With a classical parasitology background, some of her other main focuses during her visit were to master identification of strongylid nematodes by morphological criteria (under a light microscope) and to master the analysis of efficacy of the various anthelmintic drug compounds (any drug that acts against helminthic infections caused by parasitic worms) by critical test method.

Kuzmina said the critical test method and the other methods mentioned are not done in Ukraine. Prior to her visit to the Gluck Center, she had only read about it in articles by Lyons. Since coming to the Gluck Center, she said she now has a better understanding of the process.

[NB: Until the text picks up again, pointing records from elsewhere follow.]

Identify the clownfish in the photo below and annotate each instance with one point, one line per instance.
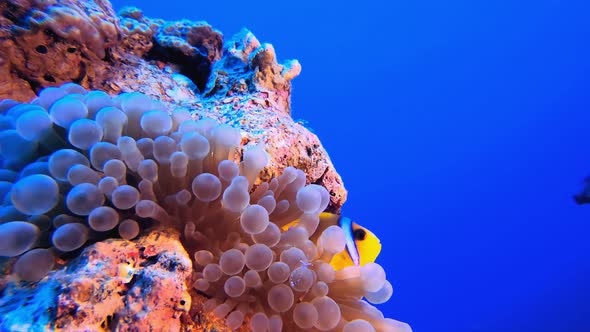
(362, 246)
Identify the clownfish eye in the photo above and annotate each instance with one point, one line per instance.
(359, 234)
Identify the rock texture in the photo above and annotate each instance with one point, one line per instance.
(113, 284)
(182, 63)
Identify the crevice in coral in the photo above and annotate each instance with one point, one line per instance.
(193, 67)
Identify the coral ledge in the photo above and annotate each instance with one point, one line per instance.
(146, 171)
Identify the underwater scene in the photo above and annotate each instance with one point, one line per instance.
(387, 166)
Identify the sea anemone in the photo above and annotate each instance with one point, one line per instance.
(81, 166)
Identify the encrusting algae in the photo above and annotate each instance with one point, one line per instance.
(100, 184)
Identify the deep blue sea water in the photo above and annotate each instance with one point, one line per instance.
(461, 130)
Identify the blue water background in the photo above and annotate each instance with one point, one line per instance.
(461, 130)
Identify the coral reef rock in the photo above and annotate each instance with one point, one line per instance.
(152, 178)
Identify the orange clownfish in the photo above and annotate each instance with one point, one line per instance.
(362, 246)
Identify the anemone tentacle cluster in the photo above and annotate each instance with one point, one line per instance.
(79, 166)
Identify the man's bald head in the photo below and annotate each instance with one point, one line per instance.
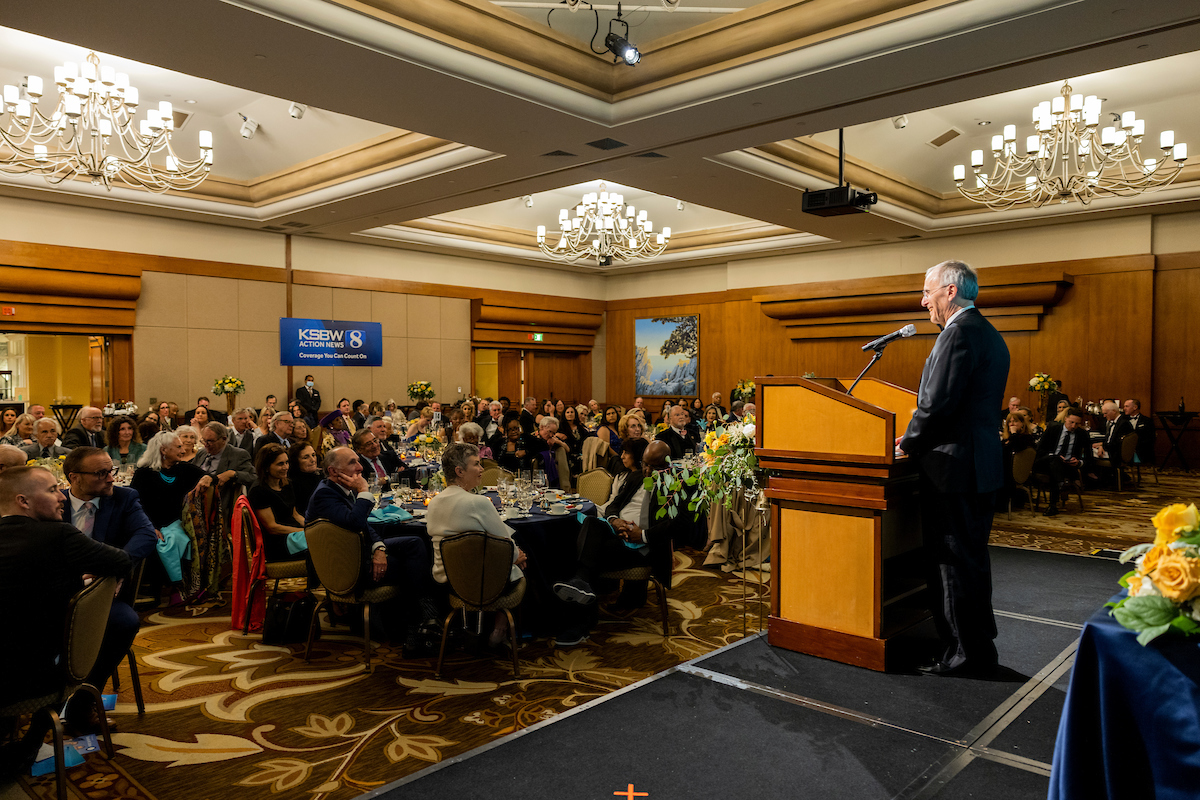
(657, 456)
(11, 457)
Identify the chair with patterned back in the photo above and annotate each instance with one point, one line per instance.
(478, 567)
(85, 624)
(595, 485)
(336, 555)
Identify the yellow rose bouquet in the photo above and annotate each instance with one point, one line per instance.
(1164, 587)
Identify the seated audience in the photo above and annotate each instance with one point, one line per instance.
(472, 434)
(90, 429)
(514, 453)
(229, 467)
(112, 515)
(304, 473)
(459, 510)
(241, 429)
(189, 438)
(1144, 426)
(679, 439)
(46, 433)
(1061, 453)
(42, 563)
(630, 534)
(124, 441)
(610, 429)
(274, 501)
(343, 499)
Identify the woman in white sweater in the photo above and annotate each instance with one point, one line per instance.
(459, 510)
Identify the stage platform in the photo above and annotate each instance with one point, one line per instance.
(755, 720)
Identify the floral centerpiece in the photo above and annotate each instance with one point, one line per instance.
(420, 390)
(726, 469)
(120, 408)
(743, 391)
(231, 388)
(1164, 587)
(1043, 385)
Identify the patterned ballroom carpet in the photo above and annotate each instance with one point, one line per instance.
(228, 716)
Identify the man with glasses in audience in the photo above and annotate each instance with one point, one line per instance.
(90, 431)
(46, 433)
(229, 467)
(111, 515)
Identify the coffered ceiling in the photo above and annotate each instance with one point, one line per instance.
(429, 121)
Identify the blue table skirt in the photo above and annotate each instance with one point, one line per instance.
(1131, 725)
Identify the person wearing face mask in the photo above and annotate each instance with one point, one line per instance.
(309, 397)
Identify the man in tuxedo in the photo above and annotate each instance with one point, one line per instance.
(1061, 453)
(630, 535)
(1144, 426)
(89, 432)
(309, 397)
(678, 438)
(372, 458)
(111, 515)
(46, 433)
(282, 425)
(229, 467)
(241, 429)
(42, 564)
(953, 437)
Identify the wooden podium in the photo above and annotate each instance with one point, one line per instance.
(846, 546)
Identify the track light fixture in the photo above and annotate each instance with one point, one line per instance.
(619, 46)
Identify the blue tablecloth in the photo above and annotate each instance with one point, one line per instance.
(1131, 725)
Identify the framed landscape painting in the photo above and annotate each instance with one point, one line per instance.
(667, 355)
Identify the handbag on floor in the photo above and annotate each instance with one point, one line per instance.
(286, 621)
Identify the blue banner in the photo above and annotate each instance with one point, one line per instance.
(324, 342)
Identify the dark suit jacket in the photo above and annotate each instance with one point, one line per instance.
(79, 437)
(1049, 441)
(953, 431)
(237, 459)
(41, 569)
(679, 445)
(1114, 432)
(1144, 426)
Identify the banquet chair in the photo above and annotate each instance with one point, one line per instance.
(277, 570)
(1128, 450)
(595, 452)
(85, 623)
(595, 485)
(478, 569)
(1023, 470)
(336, 555)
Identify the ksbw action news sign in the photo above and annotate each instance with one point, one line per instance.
(329, 342)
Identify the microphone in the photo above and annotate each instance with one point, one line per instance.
(883, 341)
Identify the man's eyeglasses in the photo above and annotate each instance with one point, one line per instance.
(101, 473)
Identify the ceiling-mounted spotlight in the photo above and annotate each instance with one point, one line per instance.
(619, 46)
(249, 127)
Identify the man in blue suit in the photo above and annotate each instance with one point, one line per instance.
(953, 438)
(342, 498)
(111, 515)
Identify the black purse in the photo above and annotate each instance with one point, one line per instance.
(286, 621)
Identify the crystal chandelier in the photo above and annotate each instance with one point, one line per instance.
(1071, 157)
(93, 132)
(604, 228)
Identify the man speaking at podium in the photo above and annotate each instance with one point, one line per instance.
(953, 438)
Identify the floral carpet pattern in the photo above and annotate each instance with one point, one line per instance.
(263, 723)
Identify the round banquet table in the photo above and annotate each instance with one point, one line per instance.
(550, 543)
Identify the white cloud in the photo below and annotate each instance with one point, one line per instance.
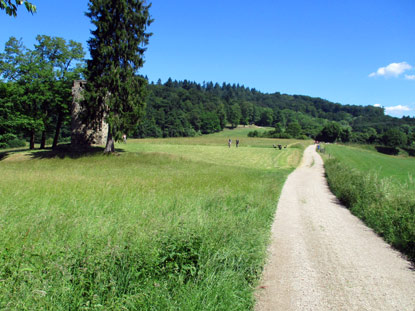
(391, 70)
(397, 108)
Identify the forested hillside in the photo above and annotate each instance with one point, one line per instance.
(183, 108)
(35, 100)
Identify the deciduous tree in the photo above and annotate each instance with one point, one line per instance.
(11, 8)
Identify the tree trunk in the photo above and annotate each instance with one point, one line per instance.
(109, 148)
(43, 140)
(57, 130)
(32, 140)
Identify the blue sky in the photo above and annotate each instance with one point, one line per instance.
(351, 52)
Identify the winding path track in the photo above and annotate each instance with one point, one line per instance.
(322, 257)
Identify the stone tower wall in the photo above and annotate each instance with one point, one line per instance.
(82, 135)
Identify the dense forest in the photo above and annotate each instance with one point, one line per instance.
(183, 108)
(35, 100)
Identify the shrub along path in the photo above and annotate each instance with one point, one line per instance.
(321, 257)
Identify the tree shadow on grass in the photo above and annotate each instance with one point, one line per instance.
(7, 153)
(66, 151)
(61, 152)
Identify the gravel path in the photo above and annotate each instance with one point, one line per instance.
(322, 257)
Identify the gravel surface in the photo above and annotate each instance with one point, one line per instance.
(321, 257)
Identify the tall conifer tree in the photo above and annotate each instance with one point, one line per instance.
(114, 90)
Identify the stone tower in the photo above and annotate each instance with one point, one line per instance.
(82, 135)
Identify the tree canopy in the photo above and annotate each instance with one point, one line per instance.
(114, 90)
(11, 8)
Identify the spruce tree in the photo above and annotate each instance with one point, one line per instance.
(114, 90)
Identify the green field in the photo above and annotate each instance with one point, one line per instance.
(398, 169)
(377, 188)
(166, 224)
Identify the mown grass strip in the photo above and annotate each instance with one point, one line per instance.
(384, 204)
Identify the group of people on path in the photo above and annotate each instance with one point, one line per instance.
(230, 143)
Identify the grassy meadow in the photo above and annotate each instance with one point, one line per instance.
(399, 170)
(166, 224)
(378, 188)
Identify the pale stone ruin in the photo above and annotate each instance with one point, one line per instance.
(82, 135)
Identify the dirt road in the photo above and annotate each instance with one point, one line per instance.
(323, 258)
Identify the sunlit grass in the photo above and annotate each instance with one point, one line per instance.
(398, 169)
(377, 188)
(173, 224)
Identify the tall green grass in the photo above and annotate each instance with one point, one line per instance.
(149, 229)
(384, 201)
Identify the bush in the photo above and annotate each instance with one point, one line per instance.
(387, 150)
(15, 143)
(383, 206)
(9, 140)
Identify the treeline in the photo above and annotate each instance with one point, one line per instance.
(184, 108)
(35, 101)
(36, 90)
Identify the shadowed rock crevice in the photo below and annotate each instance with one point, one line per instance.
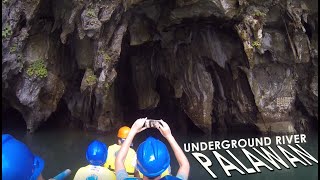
(215, 66)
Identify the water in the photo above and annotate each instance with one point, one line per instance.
(65, 149)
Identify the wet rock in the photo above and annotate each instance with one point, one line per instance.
(229, 65)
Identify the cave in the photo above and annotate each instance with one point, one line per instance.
(12, 119)
(98, 65)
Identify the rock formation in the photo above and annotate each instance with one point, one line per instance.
(226, 65)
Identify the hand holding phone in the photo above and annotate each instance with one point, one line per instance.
(151, 123)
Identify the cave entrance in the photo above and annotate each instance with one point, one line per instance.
(58, 119)
(12, 119)
(168, 107)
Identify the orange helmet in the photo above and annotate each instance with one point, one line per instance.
(123, 132)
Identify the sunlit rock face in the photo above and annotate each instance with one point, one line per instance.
(217, 65)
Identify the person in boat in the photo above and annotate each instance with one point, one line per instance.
(97, 153)
(130, 160)
(18, 162)
(153, 157)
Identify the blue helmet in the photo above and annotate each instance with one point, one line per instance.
(18, 162)
(97, 153)
(153, 157)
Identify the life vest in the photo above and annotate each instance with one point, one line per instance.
(165, 173)
(129, 163)
(167, 177)
(94, 173)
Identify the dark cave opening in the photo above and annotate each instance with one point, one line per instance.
(12, 119)
(168, 107)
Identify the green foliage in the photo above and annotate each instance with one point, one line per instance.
(106, 57)
(107, 85)
(38, 69)
(256, 44)
(7, 31)
(6, 2)
(13, 48)
(91, 79)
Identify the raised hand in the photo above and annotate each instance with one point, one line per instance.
(138, 125)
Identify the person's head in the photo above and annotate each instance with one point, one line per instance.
(97, 153)
(122, 134)
(18, 162)
(153, 158)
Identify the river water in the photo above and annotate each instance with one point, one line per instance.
(65, 148)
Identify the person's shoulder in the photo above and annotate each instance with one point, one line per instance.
(113, 145)
(131, 150)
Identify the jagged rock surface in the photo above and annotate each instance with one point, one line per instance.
(232, 65)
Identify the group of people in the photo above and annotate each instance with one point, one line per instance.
(151, 161)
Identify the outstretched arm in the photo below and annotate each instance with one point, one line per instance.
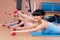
(39, 27)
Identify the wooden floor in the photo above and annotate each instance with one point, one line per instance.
(5, 35)
(5, 32)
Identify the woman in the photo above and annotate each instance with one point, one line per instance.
(43, 26)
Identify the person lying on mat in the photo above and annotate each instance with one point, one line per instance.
(44, 26)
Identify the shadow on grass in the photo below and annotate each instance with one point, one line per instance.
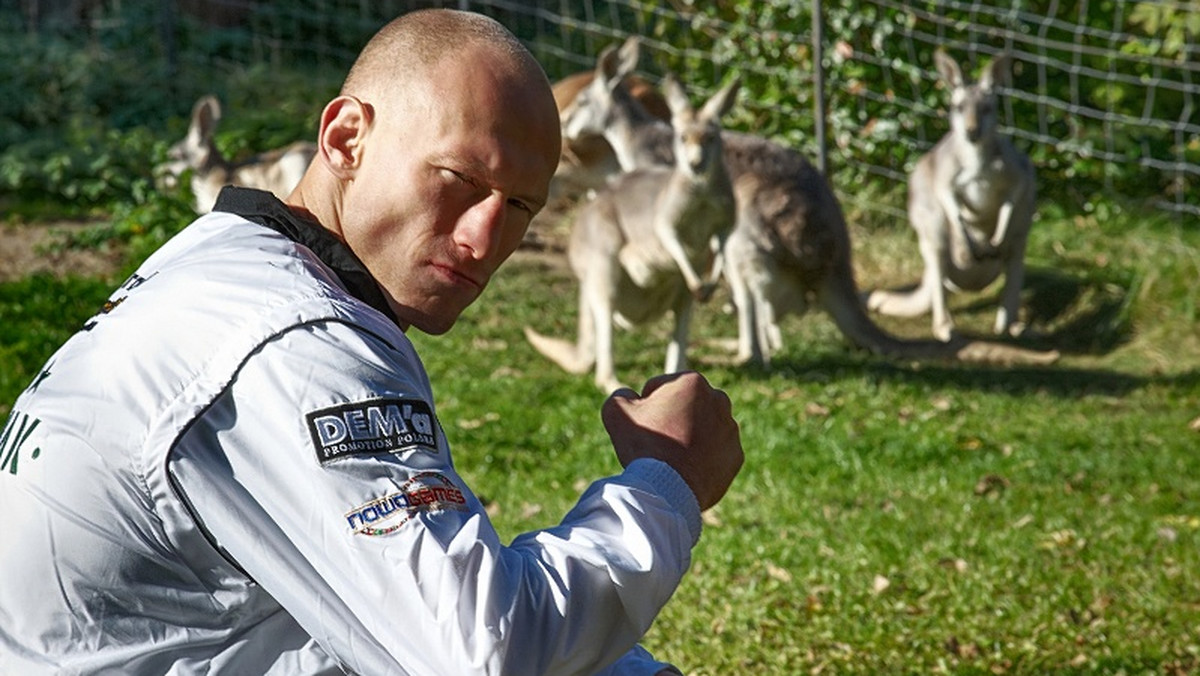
(1056, 381)
(1074, 315)
(1063, 311)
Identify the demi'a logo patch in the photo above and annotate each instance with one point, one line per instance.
(372, 428)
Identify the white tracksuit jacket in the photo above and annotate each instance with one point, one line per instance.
(235, 468)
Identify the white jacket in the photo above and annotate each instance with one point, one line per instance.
(237, 468)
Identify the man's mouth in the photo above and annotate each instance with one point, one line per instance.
(459, 275)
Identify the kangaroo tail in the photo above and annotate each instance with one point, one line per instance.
(564, 353)
(841, 299)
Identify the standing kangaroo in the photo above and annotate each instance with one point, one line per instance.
(971, 201)
(790, 245)
(277, 171)
(647, 243)
(587, 160)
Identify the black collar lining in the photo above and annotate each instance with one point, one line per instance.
(263, 208)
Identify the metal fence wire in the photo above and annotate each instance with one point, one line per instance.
(1103, 93)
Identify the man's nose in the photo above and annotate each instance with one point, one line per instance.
(481, 227)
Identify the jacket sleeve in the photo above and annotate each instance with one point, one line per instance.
(323, 474)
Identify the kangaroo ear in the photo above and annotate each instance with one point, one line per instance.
(720, 103)
(205, 114)
(609, 67)
(948, 69)
(996, 72)
(629, 52)
(676, 96)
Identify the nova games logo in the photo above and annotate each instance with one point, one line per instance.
(371, 428)
(427, 491)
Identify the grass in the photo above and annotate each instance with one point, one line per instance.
(892, 518)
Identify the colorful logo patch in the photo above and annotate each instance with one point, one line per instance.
(427, 491)
(372, 428)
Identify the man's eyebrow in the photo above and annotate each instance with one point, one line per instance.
(477, 169)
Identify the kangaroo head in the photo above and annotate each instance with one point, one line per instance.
(197, 151)
(597, 106)
(973, 105)
(697, 133)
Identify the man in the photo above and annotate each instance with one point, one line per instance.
(235, 467)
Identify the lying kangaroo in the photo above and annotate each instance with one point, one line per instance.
(790, 245)
(645, 243)
(277, 171)
(588, 161)
(971, 201)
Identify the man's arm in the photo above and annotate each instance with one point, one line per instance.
(388, 558)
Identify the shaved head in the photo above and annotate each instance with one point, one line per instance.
(414, 45)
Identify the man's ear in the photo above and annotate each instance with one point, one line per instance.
(343, 127)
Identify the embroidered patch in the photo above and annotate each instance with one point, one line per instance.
(372, 428)
(427, 491)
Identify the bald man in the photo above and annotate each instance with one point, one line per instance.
(237, 466)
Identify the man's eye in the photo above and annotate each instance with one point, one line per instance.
(459, 177)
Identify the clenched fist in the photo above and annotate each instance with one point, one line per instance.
(684, 422)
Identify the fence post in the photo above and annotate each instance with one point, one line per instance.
(819, 88)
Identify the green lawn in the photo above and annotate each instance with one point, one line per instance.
(892, 518)
(897, 518)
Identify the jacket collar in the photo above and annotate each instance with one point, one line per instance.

"It's great to be here," Kuzmina said. "I never expected to see such an excellent experimental farm (at UK's Maine Chance Equine Campus). Unfortunately, no research institutions in Ukraine have such farms for their experimental studies."

Kuzmina joined the department of parasitology of the Institute of Zoology National Academy of Sciences of Ukraine in 1997. She said while Ukrainian researchers are interested in international study, funding is not always there. Often, researchers have to find additional resources by themselves.

"She's done an awful lot in her career," Lyons said. "There are very few people in the world still doing classical studies of parasitology."

Due to time limitations on the compilation of results, Kuzmina was not able to compelte her study by the time she left for home. Still, she said, "I have obtained so much new information here."

Jenny Blandford is the Gluck Equine Research Foundation assistant at the Gluck Center.